Right now all over America, farmers are hard at work bringing in the harvest a year’s crops have yielded.
If they planned well, did their diligence and were fortunately enough to avoid severe storms, they most likely have a bumper crop.
Just like Farmer Brown in Iowa, you are harvesting as well. Maybe you’re not picking the last of the tomatoes but you are reaping the writing seeds you sowed way back when you began your year.
Hopefully, you decided on what you wanted to harvest right about now and planted the right seeds. You worked on that craft and made sure you got in your weekly word count.
Things come up just like on the farm. Perhaps you’ve dodged more than your share of early spring snows and late summer tornadoes. But what did you do after the storm? Did you care for your writing crop or did you throw in the towel?
The answer to that question determines what you’re reaping at this moment.
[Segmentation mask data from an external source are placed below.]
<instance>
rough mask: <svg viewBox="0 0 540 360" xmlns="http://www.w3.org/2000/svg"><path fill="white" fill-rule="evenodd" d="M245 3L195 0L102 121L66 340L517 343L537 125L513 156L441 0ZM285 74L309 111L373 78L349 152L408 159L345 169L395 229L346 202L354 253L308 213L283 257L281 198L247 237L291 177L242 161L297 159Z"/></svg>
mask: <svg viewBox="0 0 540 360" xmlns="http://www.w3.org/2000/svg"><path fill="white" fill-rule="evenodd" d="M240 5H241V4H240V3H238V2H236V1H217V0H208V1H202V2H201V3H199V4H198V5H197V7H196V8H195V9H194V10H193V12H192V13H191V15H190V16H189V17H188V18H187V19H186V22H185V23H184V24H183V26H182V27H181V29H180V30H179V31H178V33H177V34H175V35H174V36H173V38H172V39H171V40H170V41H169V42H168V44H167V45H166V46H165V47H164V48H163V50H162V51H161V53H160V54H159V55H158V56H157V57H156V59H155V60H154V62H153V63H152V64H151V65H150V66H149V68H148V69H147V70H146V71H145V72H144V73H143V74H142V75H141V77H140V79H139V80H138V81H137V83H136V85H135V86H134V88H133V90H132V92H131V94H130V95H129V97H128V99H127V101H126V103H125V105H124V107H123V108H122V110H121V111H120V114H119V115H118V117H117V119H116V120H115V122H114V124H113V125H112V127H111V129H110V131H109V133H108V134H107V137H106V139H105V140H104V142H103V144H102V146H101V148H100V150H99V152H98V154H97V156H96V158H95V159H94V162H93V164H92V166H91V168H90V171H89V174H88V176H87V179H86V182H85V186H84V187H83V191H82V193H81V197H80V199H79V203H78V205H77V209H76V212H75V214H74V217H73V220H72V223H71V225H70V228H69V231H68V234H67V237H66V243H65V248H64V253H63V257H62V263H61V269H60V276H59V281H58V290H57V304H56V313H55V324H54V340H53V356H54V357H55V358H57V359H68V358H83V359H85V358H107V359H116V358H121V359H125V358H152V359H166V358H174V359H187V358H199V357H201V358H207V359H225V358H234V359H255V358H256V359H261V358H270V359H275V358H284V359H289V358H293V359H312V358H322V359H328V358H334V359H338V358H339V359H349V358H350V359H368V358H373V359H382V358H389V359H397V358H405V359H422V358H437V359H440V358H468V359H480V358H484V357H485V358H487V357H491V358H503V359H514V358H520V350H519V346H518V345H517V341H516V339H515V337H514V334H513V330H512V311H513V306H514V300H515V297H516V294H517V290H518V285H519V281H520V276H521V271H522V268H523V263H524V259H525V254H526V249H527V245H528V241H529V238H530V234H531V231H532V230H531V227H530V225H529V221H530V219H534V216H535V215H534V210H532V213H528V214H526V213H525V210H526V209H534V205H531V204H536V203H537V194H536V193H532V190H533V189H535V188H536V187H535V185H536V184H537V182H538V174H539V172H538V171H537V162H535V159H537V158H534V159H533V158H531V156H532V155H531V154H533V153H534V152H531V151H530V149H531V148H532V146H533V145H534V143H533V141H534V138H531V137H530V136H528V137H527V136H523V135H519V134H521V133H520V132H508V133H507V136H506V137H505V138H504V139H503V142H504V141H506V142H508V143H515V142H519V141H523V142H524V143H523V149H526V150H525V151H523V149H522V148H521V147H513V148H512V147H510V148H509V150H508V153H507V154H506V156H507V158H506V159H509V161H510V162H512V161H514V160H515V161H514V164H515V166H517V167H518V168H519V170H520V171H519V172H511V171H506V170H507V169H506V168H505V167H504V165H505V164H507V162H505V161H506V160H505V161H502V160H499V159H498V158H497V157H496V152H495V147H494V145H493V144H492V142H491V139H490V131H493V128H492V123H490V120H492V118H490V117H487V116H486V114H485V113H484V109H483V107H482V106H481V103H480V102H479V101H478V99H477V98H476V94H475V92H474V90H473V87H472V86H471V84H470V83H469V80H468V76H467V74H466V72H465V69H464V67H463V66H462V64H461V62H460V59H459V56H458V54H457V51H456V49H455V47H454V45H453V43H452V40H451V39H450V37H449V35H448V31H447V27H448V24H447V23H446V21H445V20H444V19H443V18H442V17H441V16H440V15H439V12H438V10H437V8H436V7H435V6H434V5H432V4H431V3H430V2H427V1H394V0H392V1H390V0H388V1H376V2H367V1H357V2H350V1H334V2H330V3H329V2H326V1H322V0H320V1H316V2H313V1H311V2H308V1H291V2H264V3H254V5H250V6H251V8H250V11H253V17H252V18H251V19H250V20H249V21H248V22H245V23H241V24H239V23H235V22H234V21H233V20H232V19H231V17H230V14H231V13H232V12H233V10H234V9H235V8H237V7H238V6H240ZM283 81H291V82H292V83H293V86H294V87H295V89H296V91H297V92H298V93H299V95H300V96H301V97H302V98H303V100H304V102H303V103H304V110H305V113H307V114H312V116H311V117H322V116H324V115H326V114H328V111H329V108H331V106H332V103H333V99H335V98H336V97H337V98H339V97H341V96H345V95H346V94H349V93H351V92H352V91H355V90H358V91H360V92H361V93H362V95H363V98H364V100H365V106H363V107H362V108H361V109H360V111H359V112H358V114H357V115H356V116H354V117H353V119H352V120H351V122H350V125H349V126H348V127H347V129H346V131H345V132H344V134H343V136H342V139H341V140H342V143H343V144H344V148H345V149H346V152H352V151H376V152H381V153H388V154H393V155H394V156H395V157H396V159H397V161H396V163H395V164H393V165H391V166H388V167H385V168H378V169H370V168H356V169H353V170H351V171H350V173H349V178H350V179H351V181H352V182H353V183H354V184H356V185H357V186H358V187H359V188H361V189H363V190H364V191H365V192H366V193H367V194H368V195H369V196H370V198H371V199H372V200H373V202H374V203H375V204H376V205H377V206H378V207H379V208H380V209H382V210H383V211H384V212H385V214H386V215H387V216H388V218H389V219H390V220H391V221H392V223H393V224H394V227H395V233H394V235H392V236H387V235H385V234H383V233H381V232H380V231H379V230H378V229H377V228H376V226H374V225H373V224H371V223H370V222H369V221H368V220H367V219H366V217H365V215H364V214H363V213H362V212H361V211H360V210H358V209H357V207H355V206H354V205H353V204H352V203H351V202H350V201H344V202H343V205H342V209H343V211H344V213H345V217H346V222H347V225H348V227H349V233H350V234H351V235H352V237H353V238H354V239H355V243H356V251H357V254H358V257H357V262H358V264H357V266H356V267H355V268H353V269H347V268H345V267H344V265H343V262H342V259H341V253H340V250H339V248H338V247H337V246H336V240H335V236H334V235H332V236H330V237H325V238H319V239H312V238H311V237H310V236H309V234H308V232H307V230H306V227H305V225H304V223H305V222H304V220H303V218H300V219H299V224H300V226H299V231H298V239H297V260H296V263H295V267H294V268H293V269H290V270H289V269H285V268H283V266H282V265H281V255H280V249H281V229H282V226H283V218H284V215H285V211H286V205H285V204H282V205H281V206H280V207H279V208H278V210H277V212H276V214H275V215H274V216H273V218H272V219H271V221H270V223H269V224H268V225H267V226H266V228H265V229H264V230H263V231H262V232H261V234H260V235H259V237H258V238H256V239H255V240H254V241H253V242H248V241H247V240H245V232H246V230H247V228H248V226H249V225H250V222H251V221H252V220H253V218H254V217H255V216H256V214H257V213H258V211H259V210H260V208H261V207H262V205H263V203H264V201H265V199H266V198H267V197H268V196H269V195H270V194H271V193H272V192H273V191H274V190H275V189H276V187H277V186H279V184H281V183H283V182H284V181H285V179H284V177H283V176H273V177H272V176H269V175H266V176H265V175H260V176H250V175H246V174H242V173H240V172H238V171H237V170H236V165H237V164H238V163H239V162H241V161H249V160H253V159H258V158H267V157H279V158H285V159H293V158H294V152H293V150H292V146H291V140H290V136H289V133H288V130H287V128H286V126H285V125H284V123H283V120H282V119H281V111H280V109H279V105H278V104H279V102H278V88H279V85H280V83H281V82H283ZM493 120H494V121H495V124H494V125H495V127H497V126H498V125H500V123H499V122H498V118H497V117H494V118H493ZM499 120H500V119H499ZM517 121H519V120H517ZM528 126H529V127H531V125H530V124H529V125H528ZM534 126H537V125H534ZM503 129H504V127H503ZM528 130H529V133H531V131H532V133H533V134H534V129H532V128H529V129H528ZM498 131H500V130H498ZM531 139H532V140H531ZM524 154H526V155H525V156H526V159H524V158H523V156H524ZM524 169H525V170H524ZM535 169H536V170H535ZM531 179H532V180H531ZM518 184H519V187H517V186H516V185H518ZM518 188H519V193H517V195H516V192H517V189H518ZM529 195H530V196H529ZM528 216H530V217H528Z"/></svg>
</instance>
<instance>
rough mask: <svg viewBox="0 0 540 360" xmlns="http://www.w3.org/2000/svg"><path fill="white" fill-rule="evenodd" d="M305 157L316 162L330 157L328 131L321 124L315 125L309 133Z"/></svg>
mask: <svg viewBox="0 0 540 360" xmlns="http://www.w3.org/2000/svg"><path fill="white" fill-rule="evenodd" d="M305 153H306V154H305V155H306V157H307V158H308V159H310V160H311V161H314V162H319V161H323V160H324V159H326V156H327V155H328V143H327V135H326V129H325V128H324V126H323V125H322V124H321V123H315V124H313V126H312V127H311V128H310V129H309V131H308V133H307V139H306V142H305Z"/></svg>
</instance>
If you are a farmer, you always farm. When things get rough and don’t go your way, you farm. When storms come across your crops, you still farm. When the tornado leaves, you pick up the pieces and, well, farm.
Writers—true honest to goodness committed wordsmiths—write. When things are good, they write. When things are bad, they still hammer out word counts. When the storms of life cause waves of despair to crash over them, they still write.
Why? The farmer can answer that better than I can. Right now—today—he’s very glad he kept farming because his silos are being filled, his cupboards are being stocked with food for the winter and his bank account is busting at the seams. He’s reaping what he sowed.